Legacy systems are still a part of many companies since the time these companies started operating in the market. Maintenance of such legacy software requires much time and resources.
"66% of IT professionals reported that the COVID-19 pandemic exposed weaknesses in their digital strategy" according to AppDynamics’ Agents of Transformation Report 2020: COVID-19 Special Edition. These technology-related issues occur because organizations keep relying on legacy systems.
What is a legacy system?
Legacy systems are basically outdated software and technology that businesses continue to use within their organizations despite many problems they face with them. Often, the tools become so deeply integrated into the structure and procedures of the organization that employees and leaders alike don’t even consider replacing them with updated models.
The reason why people keep using older systems is the amount of time and resources they have invested into maintaining those systems. Also, there is the fear of having to learn new and unfamiliar tools. Thus the systems simply seem to be irreplaceable.
Yet these reasons shouldn’t keep one away from considering new software whose performance is far better than legacy systems rife with issues and in reality, upgrading them may offer more advantages.
Problems with Legacy Systems
Cybercrime is on the rise. Hackers have become more sophisticated in their approaches, and data breaches, ransomware attacks, and cybersecurity problems are becoming increasingly prevalent.
An organization that depends on legacy systems is at far more risk from hackers than companies that adapt to new technology. Outdated systems are more susceptible to cyber-attacks. That’s because vendors prefer updating and upgrading their newer models, ones that have the latest iterations of malware and guard against issues. However, when we rely on old, outdated systems, we are unlikely to receive these updates putting our entire business at risk.
2. Expensive Maintenance
For many business leaders, upgrading software seems to be an expensive and uphill task. But in reality, it is far less costly than maintaining an outdated system. Upkeep of legacy systems is a costly affair--far more expensive than it would cost to simply overhaul your software and hardware.

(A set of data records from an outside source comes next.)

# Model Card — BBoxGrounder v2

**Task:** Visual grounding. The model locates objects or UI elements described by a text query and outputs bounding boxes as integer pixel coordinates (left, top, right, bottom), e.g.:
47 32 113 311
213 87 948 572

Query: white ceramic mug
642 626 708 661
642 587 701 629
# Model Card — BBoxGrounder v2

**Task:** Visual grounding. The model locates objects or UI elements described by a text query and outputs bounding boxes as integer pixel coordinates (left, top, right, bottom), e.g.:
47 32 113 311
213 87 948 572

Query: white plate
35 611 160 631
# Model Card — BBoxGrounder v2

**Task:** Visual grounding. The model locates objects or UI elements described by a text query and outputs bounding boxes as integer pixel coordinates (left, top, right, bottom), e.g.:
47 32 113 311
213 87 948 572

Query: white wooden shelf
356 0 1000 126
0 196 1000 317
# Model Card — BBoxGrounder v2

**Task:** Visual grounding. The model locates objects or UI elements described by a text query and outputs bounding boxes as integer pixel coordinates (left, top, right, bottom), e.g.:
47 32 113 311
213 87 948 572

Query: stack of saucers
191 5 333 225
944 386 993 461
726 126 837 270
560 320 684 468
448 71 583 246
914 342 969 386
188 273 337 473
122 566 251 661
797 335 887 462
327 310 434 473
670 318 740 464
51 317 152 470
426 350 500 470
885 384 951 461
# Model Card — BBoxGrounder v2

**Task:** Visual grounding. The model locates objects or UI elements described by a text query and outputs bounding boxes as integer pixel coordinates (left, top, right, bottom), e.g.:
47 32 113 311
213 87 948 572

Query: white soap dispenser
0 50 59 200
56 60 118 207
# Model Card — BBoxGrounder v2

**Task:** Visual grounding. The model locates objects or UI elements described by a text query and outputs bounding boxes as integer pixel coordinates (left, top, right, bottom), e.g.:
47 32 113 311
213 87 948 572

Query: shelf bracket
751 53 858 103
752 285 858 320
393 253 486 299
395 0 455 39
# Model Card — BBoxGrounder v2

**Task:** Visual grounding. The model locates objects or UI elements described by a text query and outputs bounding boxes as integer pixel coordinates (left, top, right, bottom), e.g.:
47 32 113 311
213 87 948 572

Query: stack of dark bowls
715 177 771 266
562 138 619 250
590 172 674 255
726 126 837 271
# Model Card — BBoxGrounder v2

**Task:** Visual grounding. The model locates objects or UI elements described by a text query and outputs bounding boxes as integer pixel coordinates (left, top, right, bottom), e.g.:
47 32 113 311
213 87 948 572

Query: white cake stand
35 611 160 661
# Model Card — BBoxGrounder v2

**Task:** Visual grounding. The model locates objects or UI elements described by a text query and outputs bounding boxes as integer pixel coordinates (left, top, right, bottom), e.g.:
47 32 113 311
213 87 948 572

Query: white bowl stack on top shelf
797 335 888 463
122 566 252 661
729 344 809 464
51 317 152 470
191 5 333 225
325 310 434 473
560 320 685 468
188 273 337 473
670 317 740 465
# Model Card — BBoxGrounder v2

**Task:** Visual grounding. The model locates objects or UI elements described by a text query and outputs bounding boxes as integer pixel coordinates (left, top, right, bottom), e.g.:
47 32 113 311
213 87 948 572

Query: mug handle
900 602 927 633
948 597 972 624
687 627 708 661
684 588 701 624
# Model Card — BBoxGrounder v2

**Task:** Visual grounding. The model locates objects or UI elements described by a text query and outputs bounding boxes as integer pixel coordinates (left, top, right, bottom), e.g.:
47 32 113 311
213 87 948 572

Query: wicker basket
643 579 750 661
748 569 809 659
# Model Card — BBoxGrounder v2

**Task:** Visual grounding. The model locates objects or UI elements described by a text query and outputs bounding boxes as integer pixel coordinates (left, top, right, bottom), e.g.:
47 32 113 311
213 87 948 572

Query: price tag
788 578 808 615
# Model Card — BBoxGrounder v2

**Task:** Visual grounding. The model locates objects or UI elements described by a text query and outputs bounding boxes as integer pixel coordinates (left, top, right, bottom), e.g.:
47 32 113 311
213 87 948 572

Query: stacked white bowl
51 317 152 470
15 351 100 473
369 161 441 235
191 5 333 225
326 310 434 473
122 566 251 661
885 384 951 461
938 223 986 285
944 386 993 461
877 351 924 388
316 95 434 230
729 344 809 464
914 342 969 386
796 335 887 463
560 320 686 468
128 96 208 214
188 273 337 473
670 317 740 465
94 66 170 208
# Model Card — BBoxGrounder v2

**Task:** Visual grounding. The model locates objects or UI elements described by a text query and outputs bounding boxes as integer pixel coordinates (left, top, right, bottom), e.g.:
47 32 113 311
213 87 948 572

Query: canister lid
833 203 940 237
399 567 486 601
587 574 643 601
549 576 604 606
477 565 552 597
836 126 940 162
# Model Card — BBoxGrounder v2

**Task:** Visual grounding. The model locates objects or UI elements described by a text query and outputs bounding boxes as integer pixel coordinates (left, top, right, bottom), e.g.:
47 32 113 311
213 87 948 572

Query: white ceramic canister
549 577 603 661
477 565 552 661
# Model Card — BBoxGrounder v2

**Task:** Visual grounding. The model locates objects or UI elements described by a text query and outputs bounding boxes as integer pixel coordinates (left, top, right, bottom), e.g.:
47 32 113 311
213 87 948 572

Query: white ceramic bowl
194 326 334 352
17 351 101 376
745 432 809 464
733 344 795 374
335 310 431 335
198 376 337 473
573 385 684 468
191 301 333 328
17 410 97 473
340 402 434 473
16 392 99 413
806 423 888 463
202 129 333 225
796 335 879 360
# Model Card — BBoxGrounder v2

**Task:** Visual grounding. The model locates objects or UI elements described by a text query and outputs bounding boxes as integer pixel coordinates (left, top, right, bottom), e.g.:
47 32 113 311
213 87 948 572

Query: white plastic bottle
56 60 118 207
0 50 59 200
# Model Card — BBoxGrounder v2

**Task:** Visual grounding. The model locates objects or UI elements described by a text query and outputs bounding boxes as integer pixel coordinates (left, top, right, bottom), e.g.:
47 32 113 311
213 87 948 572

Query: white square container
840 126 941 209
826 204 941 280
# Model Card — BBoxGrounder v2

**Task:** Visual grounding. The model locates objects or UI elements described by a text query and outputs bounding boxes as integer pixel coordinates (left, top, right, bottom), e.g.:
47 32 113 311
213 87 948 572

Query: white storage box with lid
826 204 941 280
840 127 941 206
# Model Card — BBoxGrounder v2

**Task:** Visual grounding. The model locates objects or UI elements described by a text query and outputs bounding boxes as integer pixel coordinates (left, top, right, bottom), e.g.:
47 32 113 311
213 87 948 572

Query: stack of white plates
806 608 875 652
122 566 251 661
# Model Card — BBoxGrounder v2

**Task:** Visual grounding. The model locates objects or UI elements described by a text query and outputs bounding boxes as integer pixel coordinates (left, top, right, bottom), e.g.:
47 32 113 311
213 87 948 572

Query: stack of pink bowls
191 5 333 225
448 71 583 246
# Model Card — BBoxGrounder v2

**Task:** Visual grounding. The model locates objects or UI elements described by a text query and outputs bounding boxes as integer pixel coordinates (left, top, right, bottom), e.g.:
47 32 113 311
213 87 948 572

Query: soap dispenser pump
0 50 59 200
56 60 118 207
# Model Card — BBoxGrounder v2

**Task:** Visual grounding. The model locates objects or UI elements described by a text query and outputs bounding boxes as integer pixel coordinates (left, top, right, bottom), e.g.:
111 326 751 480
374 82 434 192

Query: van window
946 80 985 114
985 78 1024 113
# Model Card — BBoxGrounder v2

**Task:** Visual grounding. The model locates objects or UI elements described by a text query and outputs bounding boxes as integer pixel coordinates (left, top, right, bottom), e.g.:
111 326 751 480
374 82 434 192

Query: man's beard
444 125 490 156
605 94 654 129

Moreover, we can keep investing in older systems, but they will never reach the level of quality of newer models. Hence, we end up wasting money on technology that will never meet the standards we need.
Workers find legacy systems slow in operation. Despite the fact that they have been using them for years and years, legacy systems continue to frustrate workers across departments.
These systems are characterized by long load times, lags, and much more. They might have been good at their work earlier, but with time softwares slows down. And as manufacturers stop releasing updates for older systems, there is no way to make the systems faster and more efficient.
Generally, a business uses a range of technologies, some systems are new and some are old. When we attempt to merge older systems with newer systems, a host of problems arise.
It is a difficult task to integrate older and newer systems. These incompatibilities force one to use more systems than they would otherwise since newer models offer a multitude of features that support a wide range of processes.
5. Data Silos
This is an incompatibility issue. When you rely on outdated systems, they will fail to integrate among themselves properly and we end up using them in isolation. This is what is called data silos, meaning information is isolated within specific systems.
This is a huge problem for both small and big organizations leading to the wastage of a lot of time and energy. Employees often have to tap into different tools to find out what they need, while modern systems such as ERPs store this data in a single place.
6. Lack of Support
Usually legacy systems are no longer supported by their manufacturers because they are obsolete and not sold anymore. If there is some issue with the software, the vendor might not be able to troubleshoot it. We may like to receive support from third-party vendors, but even that will become more and more unlikely as the technology becomes outdated.
The only solution to this is to replace our existing legacy systems with newer systems which seem to be more complex for most business leaders.
We may like to create a list of priorities, considering which systems are the most troublesome to operate and could be solved with up-to-date technology. An expert can be engaged at this point who can suggest how to move our technology into the modern age. There are many qualified outsourcing firms who can assist us in this.
Thus, the advantages of upgrading our legacy systems are many: lower costs, better security, greater efficiency, the ability to integrate our software, and more support. The challenges discussed may not go away totally— but we should take action before they do even more damage.